The next morning I was up early and headed off to bike the Slickrock Trail. I wanted to beat the heat and made it to the trailhead by about 7:30 a.m. The smooth sandstone reminded me of Canadian Shield granite, but the sections of wheel-sucking sand let me know that I was definitely not in Ontario. The ride was challenging but fun, and there were plenty of nice views along the way. Moab sat just to the south, a low-lying pocket of green surrounded by red sandstone walls. To the northwest, the oddly shaped landscape of Arches poked above the horizon. And at points down below, I could see the muddy brown Colorado River.

After the ride, I returned the bike, had some lunch and then headed back to Arches. I wanted to explore the park, and my first mission was to visit the spot where Ed Abbey lived while a ranger. (Needless to say, the trailer he called home is long gone.) And then I visited some of the park’s more popular sights — the gravity-defying Balanced Rock, the huge double arches called the Windows and the classic Delicate Arch (the park’s most famous). That evening, while the sun was setting, I made the short hike to Landscape Arch, which — at about 100 metres — is the longest arch in North America.
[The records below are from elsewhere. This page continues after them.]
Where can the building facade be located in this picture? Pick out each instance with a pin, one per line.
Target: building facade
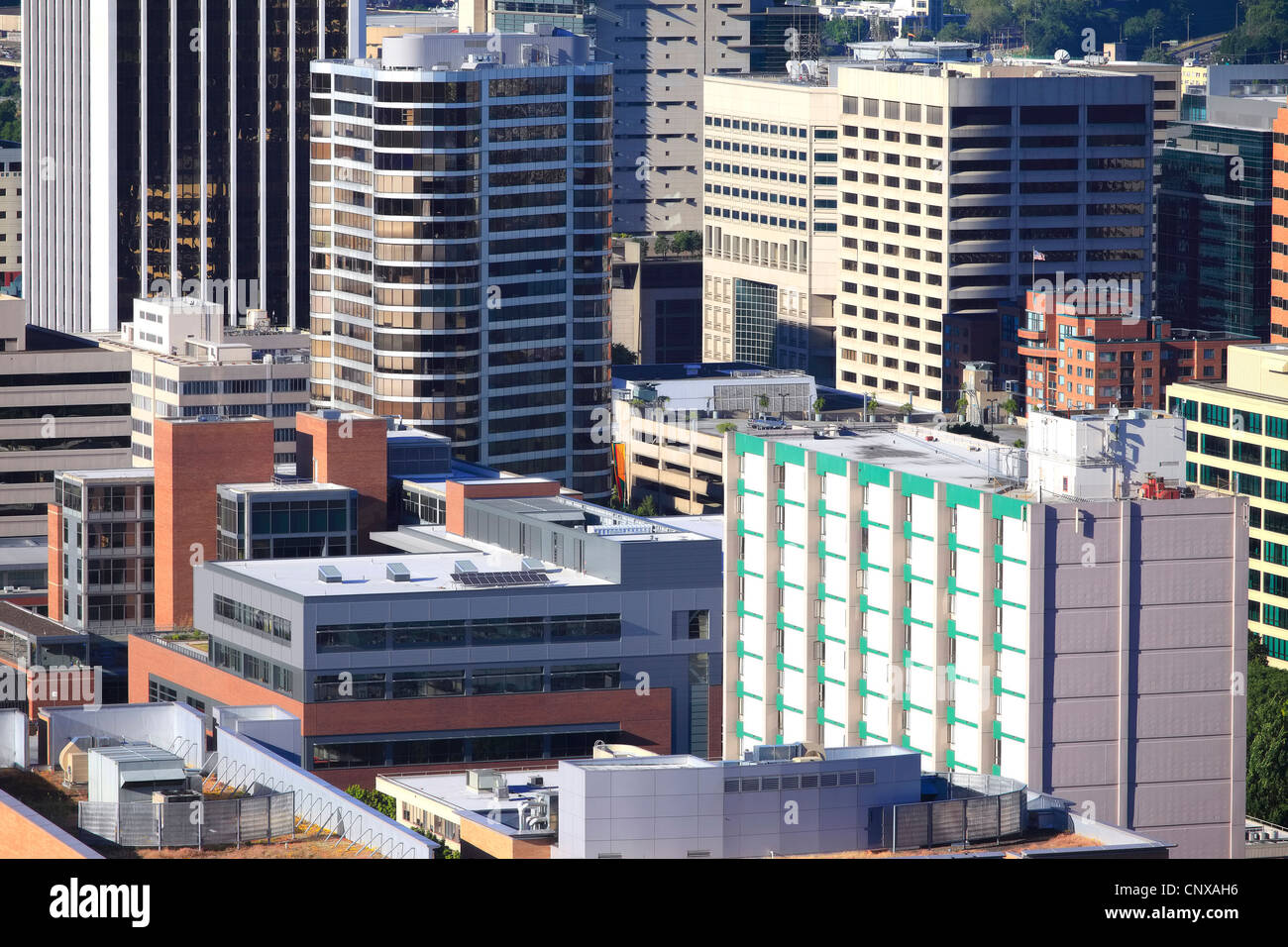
(11, 214)
(286, 521)
(559, 624)
(467, 291)
(1214, 218)
(101, 551)
(894, 594)
(951, 183)
(185, 364)
(660, 55)
(64, 405)
(1089, 351)
(1235, 436)
(657, 304)
(172, 144)
(771, 243)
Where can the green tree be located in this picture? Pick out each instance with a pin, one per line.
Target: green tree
(381, 802)
(687, 243)
(837, 33)
(1267, 738)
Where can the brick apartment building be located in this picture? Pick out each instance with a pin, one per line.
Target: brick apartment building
(1090, 352)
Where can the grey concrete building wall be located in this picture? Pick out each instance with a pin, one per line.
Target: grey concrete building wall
(1137, 667)
(62, 407)
(649, 643)
(168, 144)
(660, 53)
(657, 809)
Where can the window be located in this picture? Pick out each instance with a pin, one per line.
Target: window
(692, 625)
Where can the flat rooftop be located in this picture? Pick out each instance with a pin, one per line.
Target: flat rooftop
(31, 625)
(482, 805)
(943, 460)
(301, 487)
(429, 573)
(119, 474)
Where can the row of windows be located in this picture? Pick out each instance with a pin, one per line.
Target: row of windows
(397, 753)
(253, 618)
(253, 668)
(469, 633)
(377, 685)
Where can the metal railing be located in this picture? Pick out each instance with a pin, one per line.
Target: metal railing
(180, 647)
(191, 823)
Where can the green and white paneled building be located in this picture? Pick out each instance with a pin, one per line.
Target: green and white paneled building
(885, 590)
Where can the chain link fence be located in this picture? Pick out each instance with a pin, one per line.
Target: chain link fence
(193, 823)
(984, 808)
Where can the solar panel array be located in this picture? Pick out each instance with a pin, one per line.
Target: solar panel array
(497, 579)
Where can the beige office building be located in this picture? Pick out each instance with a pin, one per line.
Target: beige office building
(185, 364)
(949, 184)
(771, 244)
(63, 406)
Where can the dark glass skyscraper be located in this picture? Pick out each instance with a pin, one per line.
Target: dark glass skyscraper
(172, 142)
(462, 215)
(1214, 219)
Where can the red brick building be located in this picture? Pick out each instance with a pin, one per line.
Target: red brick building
(1093, 354)
(1279, 231)
(192, 458)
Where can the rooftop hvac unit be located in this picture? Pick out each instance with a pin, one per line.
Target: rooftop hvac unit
(75, 764)
(483, 780)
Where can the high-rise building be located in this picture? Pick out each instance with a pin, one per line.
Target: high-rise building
(771, 189)
(460, 268)
(185, 364)
(64, 405)
(170, 149)
(1087, 354)
(960, 192)
(11, 214)
(660, 54)
(1235, 442)
(1026, 615)
(1214, 217)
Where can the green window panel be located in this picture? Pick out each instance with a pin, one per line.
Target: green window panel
(999, 556)
(956, 495)
(911, 484)
(1010, 506)
(789, 454)
(829, 464)
(999, 600)
(907, 745)
(874, 474)
(999, 733)
(910, 577)
(746, 444)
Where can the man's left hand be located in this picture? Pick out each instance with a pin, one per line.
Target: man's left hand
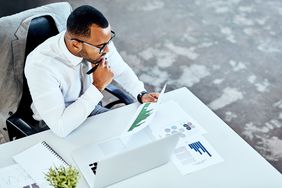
(150, 97)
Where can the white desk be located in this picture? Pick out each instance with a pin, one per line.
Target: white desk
(242, 166)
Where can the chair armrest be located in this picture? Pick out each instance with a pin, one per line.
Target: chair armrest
(121, 95)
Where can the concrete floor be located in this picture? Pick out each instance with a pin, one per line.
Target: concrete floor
(227, 52)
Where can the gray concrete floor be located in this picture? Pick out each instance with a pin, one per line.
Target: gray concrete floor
(227, 52)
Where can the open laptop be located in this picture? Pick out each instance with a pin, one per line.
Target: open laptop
(101, 168)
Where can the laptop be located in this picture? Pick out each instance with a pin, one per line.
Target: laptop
(101, 168)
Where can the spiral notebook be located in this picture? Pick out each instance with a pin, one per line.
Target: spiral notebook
(37, 160)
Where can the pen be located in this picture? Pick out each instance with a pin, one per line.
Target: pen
(95, 67)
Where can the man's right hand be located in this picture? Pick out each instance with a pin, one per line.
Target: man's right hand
(102, 76)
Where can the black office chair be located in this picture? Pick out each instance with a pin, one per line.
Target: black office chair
(21, 123)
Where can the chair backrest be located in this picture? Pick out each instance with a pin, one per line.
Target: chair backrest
(40, 29)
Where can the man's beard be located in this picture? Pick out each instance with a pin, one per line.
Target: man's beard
(87, 58)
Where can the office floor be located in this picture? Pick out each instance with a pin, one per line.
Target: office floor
(227, 52)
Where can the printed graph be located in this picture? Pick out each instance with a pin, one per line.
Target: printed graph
(145, 112)
(198, 147)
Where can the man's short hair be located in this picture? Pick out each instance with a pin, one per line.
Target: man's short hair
(80, 20)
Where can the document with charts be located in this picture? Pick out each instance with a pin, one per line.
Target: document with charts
(143, 116)
(193, 152)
Later that night, while reading my copy of Desert Solitaire as lightning again flashed outside my tent, I was reminded of one of Ed Abbey’s many interesting adventures. On an August day about six decades ago, Abbey decided to escape the summer heat by heading for the La Sal Mountains, which rise to a height of over 3,600 metres just east of Moab. Specifically, he decided to climb to the top of 3,805-metre Mount Tukuhnikivats — what he called “the King.”

The next morning, I got up early again and headed southeast for the La Sals. I stopped in Moab to buy some food, then proceeded on a series of smaller and smaller roads high into the foothills. It was a pleasant drive, passing first small herds of cattle and later deer. Eventually I reached a small clearing in the aspen forest where I parked the car. As far as I knew, I was at an elevation of about 3,000 metres, at the place just north of Tukuhnikivatz where Abbey started his hike.

I followed a trail through the woods until I reached another clearing. From here I could see the summit of Tukuhnikivatz above, and it looked like it would be a fairly easy hike out of the woods up a gradual incline to the top. But even before I’d reached the treeline, I hit big blocky talus. And I realized, as Abbey had before me, that this was going to be a very tough slog.

I ascended gradually up a slope that was steeper than expected, balancing carefully on the large rocks underfoot. Finally, about two hours after leaving the car, I reached the summit. Only, it wasn’t the summit of the main peak. It was the top of a sub-peak called Little Tuk. The top of Tukuhnikivats was still about 150 metres above me, nearly a kilometre to the southeast along a ridgeline. To get there, I’d have to lose some elevation before climbing even higher.

Half-an-hour later, I was finally standing on top of the real summit. It had taken some perseverance, but the effort was well worth it. Not just because of the view, which was spectacular in all directions. But also because I’d managed to follow, literally, in Ed Abbey’s footsteps.